Aber nicht nur das: Marcos Jr. hat der Erhöhung der Anzahl von militärischen US-Stützpunkten auf den Philippinen zugestimmt, gratulierte demonstrativ dem neugewählten Präsidenten Taiwans und schraubte Manilas Teilnahme an der chinesischen Belt and Road-Initiative stark zurück, indem er eine Reihe von Projekten abgesagt hat. Stattdessen suchte er nach vertieften Beziehungen zu Japan als Alternative zu China, wofür die USA, Japan und die Philippinen erstmals ein trilaterales Gipfeltreffen der Staats- und Regierungschefs abhalten werden. Kurz gesagt: Die Philippinen haben sich von einem chinafreundlichen Staat in Südostasien kurzerhand zu einem der härtesten Widersacher China gewandelt, was für das Land selbst aufgrund seiner relativen wirtschaftlichen Schwäche und seiner Abhängigkeit vom Handel mit China problematisch ist.
China bereitet diese Situation Kopfschmerzen, denn es gibt keine einfachen Antworten darauf. Das liegt daran, weil Peking zum Südchinesischen Meer eine entschlossene und kompromisslose Position einnimmt und den größten Teil davon für sich beansprucht. Die Hartnäckigkeit in dieser Haltung kollidiert nicht nur mit anderen südostasiatischen Staaten, sondern bildet auch einen politischen Keil, den die USA leicht ausnutzen können. China könnte es als Schwäche ausgelegt werden, wenn es in der Sache nachgibt. Die US-Politik besteht natürlich darin, so viele Länder wie möglich zu einem aktiven Widerstand gegen Peking zu motivieren und ihnen im Gegenzug militärische Unterstützung anzubieten.
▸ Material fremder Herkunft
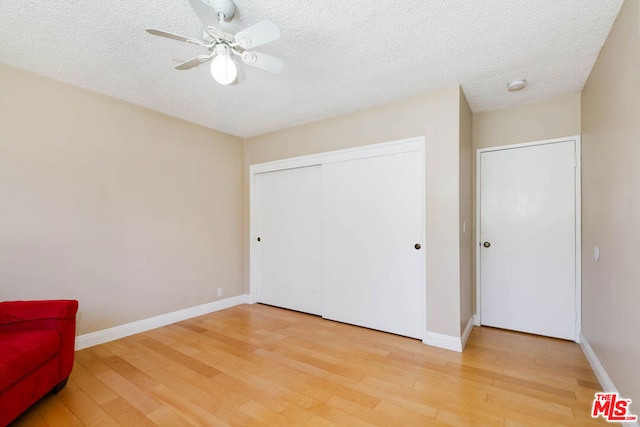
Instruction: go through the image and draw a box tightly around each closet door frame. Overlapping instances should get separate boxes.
[249,136,427,331]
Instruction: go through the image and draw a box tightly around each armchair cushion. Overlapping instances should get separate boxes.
[0,300,78,426]
[0,330,60,390]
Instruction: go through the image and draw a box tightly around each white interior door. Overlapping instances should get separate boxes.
[255,166,322,315]
[478,141,576,340]
[322,151,425,338]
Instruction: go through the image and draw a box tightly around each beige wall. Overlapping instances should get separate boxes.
[473,89,580,150]
[582,0,640,415]
[245,85,460,336]
[459,91,475,332]
[0,64,243,334]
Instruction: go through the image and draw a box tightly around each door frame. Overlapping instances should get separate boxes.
[474,135,582,343]
[249,136,427,331]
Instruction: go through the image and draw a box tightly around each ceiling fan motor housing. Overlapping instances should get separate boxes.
[202,0,236,21]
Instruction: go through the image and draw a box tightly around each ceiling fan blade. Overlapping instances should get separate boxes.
[175,55,213,70]
[236,21,280,49]
[146,28,207,47]
[189,0,218,28]
[231,61,244,86]
[242,52,284,73]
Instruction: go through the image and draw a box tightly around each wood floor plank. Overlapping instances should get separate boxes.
[11,304,607,427]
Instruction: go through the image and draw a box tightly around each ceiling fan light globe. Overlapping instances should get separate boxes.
[211,55,238,85]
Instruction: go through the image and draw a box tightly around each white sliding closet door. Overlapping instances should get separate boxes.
[255,166,322,315]
[322,151,425,338]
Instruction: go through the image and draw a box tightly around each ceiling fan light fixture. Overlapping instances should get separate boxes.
[211,45,238,85]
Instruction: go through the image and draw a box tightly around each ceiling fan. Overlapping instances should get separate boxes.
[146,0,284,85]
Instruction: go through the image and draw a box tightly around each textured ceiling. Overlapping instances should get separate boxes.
[0,0,622,137]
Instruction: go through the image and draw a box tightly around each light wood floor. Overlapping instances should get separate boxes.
[12,304,607,427]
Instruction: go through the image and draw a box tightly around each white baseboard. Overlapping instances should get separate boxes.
[76,295,251,350]
[422,316,474,353]
[579,334,640,427]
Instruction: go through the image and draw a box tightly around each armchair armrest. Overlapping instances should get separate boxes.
[0,300,78,326]
[0,300,78,380]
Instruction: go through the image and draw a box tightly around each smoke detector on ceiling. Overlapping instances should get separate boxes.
[507,79,527,92]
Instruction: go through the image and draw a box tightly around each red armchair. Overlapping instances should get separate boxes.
[0,300,78,426]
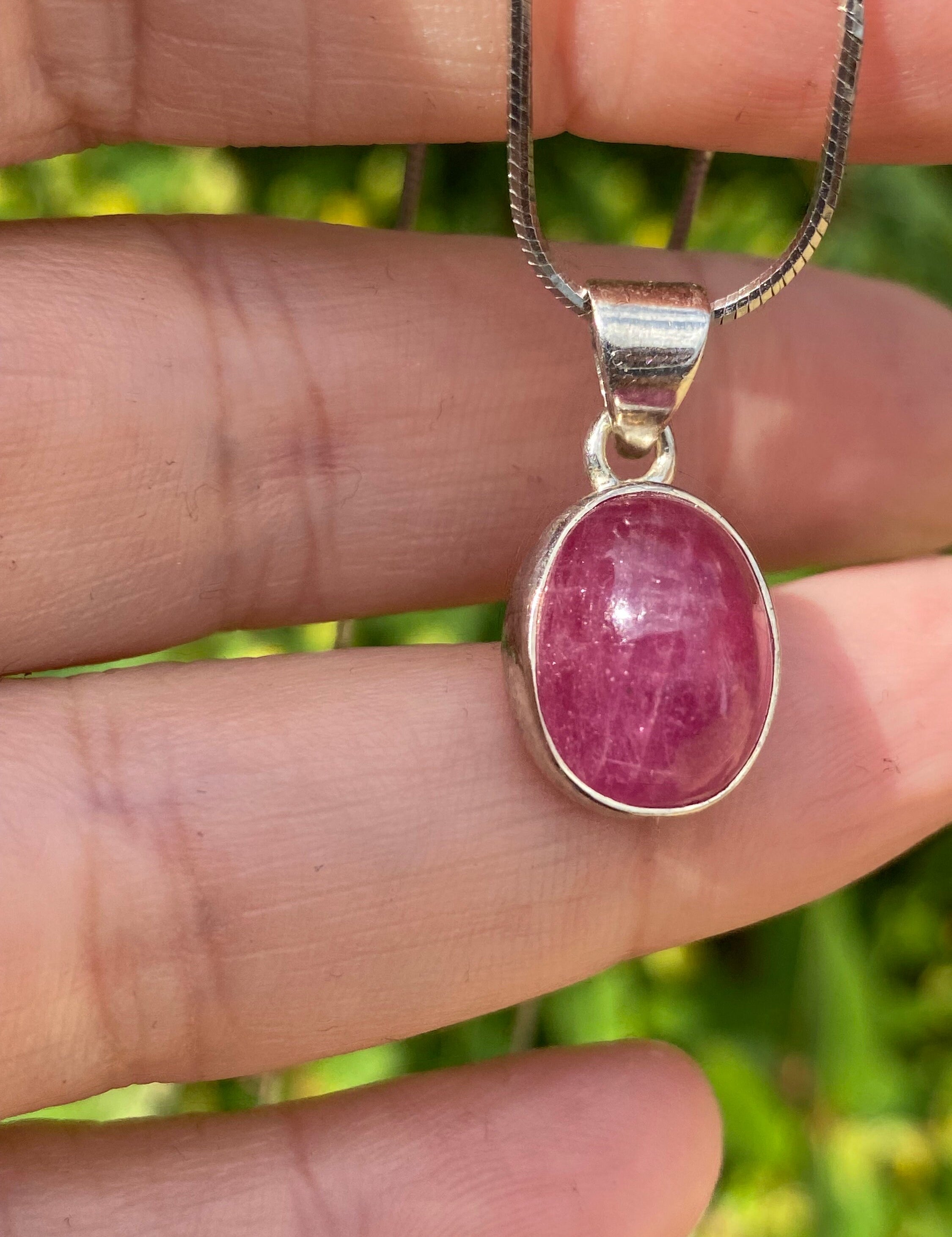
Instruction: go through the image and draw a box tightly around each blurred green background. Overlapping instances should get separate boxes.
[0,137,952,1237]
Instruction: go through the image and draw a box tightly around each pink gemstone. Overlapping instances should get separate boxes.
[535,490,775,809]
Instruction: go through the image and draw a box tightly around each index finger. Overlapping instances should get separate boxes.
[7,0,952,163]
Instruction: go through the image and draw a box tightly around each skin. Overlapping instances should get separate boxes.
[0,0,952,1237]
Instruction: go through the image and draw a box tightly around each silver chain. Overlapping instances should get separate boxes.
[509,0,865,322]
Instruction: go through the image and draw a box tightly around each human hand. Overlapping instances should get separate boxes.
[0,4,952,1237]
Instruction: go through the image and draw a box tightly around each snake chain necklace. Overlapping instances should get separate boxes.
[503,0,864,816]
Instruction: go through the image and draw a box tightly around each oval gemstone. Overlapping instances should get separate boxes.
[535,489,775,810]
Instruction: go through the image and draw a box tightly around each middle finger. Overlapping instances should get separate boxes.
[0,219,952,673]
[0,558,952,1115]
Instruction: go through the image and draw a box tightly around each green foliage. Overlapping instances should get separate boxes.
[0,137,952,1237]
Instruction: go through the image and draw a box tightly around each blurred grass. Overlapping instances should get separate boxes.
[0,137,952,1237]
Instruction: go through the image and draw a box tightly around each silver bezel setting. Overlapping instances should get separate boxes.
[503,481,780,816]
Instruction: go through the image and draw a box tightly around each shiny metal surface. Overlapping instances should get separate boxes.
[509,0,865,322]
[588,281,710,459]
[586,410,677,494]
[503,477,780,816]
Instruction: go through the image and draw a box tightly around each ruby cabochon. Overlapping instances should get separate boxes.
[503,484,779,815]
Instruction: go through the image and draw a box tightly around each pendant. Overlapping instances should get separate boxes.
[503,285,780,816]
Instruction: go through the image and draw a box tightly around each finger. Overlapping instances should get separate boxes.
[0,220,952,672]
[0,559,952,1112]
[7,0,952,163]
[0,1044,721,1237]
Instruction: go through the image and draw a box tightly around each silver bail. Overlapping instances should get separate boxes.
[586,280,710,459]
Wie kann China also seine Beziehungen zu den Philippinen verbessern? Es muss möglicherweise einfach vermeiden, eine Krise auszulösen, und darauf warten, dass wieder ein Präsident ins Amt gewählt wird, der Peking gegenüber freundlich eingestellt ist, weil es wohl ziemlich klar ist, dass Marcos Jr. ein kompromittierter Politiker ist und man somit in Washington diese Schwäche und das katastrophale Erbe seiner Familie zum eigenen Vorteil ausnutzen wird.
Übersetzt aus dem Englischen. Timur Fomenko ist ein politischer Analyst.